Versorgungskrise in Sri Lanka: 4- statt 5-Tage-Woche gegen Hunger

Sri Lanka kürzt Staatsangestellten die Arbeitszeit für drei Monate, damit sie Lebensmittel anbauen. Wer kann, soll im Ausland arbeiten.

Ein Kind in einer Menschenschlange mit Behältern.

Krisen-Alltag in Sri Lanka: Anstehen für Lebensmittel und Treibstoff Foto: Dinuka Liyanawatte/reuters

BERLIN taz | Als Mittel gegen die derzeit massive Knappheit von Lebensmitteln und Treibstoff hat Sri Lankas Regierung eine Vier-Tage-Woche für die meisten Staatsangestellten beschlossen. Sie sollen in den nächsten drei Monaten an den Freitagen nicht an ihren Arbeitsplätzen erscheinen, sondern Lebensmittel anbauen.

„Es scheint angemessen, den Beamten pro Woche einen Tag frei zu geben und sie mit den notwendigen Dingen auszustatten, damit sie in ihren Hinterhöfen landwirtschaftlich tätig werden können,“ verkündete die Regierung nach einer Kabinettssitzung am Montagabend auf ihrer Webseite.

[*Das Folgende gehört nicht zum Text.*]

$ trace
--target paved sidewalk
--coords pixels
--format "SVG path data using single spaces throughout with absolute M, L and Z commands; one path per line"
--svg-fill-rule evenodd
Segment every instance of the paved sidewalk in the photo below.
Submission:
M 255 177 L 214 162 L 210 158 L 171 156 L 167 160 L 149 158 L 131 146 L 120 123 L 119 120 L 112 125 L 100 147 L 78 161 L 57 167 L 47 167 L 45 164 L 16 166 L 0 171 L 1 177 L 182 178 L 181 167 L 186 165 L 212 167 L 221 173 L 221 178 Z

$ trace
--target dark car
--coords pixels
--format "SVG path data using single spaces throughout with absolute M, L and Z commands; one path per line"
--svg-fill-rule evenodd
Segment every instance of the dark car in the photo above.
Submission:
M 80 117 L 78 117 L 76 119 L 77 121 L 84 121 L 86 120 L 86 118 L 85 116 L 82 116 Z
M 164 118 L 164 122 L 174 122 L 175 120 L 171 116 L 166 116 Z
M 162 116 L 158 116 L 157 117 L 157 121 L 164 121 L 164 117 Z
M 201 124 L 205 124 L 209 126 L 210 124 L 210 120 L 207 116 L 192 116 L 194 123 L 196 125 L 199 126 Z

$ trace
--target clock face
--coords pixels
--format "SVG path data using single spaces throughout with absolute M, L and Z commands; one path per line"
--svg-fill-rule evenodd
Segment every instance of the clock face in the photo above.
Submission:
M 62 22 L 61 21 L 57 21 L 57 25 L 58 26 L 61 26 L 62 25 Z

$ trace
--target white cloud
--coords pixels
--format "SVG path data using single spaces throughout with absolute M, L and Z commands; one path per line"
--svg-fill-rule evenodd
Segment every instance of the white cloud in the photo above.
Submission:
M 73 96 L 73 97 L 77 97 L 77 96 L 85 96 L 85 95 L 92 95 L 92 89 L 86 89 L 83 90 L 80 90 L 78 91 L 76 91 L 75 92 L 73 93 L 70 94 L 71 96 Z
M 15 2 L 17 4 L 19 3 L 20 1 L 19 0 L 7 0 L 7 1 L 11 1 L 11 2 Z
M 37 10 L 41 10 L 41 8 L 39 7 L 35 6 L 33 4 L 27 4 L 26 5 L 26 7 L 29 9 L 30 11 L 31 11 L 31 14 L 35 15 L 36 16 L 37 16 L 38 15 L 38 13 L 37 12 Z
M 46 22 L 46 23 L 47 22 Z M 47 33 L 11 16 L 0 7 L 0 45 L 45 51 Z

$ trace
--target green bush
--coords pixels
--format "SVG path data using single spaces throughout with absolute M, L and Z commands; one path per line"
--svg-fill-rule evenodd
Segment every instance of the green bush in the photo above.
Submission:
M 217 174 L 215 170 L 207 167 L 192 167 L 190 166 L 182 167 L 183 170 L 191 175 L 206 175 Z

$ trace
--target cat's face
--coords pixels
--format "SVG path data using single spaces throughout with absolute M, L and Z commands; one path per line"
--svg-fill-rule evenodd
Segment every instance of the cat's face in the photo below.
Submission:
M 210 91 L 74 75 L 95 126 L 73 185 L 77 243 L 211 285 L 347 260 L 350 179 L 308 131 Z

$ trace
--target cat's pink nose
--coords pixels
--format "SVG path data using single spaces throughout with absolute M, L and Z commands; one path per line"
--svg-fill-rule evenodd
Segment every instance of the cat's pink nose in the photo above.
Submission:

Die Regierung erwartet, dass sich die schwerste Versorgungskrise seit Jahrzehnten noch weiter zuspitzen wird. Die Vereinten Nationen warnen vor einer Hungersnot, schon jetzt müssten vier Fünftel der Bevölkerung auf Mahlzeiten verzichten. Kritiker bemängeln jedoch, dass viele Staatsangestellte gar keine Möglichkeiten zum Anbau von Lebensmitteln haben. Immerhin sollen mit der Maßnahme keine Gehaltskürzungen verbunden sein.

Der südasiatische Inselstaat mit 22 Millionen Einwohnern hat mehr als eine Million Angestellte im Staatsektor. Ausgenommen von der neuen Regelung sind die zur Versorgung wichtigen Beschäftigten in Krankenhäusern, in Häfen und Flughäfen, im Energie- und Wassersektor sowie in Bildung, Militär und Polizei.

Versorgungskrise und hohe Inflation

Von dem Verzicht auf den Transport der Mitarbeiter zur Arbeit verspricht sich die Regierung Energieeinsparungen. Derzeit gibt es an den Tankstellen des von seiner schwersten Wirtschaftskrise seit Jahrzehnten gebeutelten Landes lange Schlangen.

Gleichzeitig kommt es zu massiven Stromausfällen. Die Inflation beträgt schon 38 Prozent, bei Treibstoffen und Transportpreisen sogar 91 Prozent.

In den letzten Wochen hat die Wirtschaftskrise, für die eine verfehlte Steuerpolitik sowie globale Entwicklungen (Einbruch des Tourismussektors wegen Corona) verantwortlich gemacht werden, zu massiven regierungskritischen Protesten geführt. Dabei kam es auch zu gewaltsamen Unruhen mit Toten. Die Proteste richteten sich vor allem gegen den herrschenden Rajapaksa-Clan, der bis dahin den Präsidenten, den Premier und mehrere Minister stellte.

Inzwischen ist nur noch Präsident Gotabaya Rajapaksa im Amt. Der Rest seiner bisher sehr einflussreichen Familie musste von ihren Ämtern zurücktreten.

Momentan verhandelt die neue Regierung von Premierminister Ranil Wickremesinghe mit dem Internationalen Währungsfonds, aber auch mit wichtigen Gläubigern wie Indien und China, über finanzielle Hilfspakete. Delhi und Peking buhlen in dem strategisch im Indischen Ozean gelegenen Inselstaat um Einfluss.

Die Regierung fordert auch ihre Landsleute auf, zum Arbeiten ins Ausland zu ziehen und regelmäßig Geld an die Angehörigen in Sri Lanka zu überweisen. Den Staatsangestellten wird versprochen, dass sie nach einer Auslandsbechäftigung innerhalb von fünf Jahren an ihren früheren Arbeitsplätze zurückkehren können und dabei keine Nachteile bei der Rente haben werden.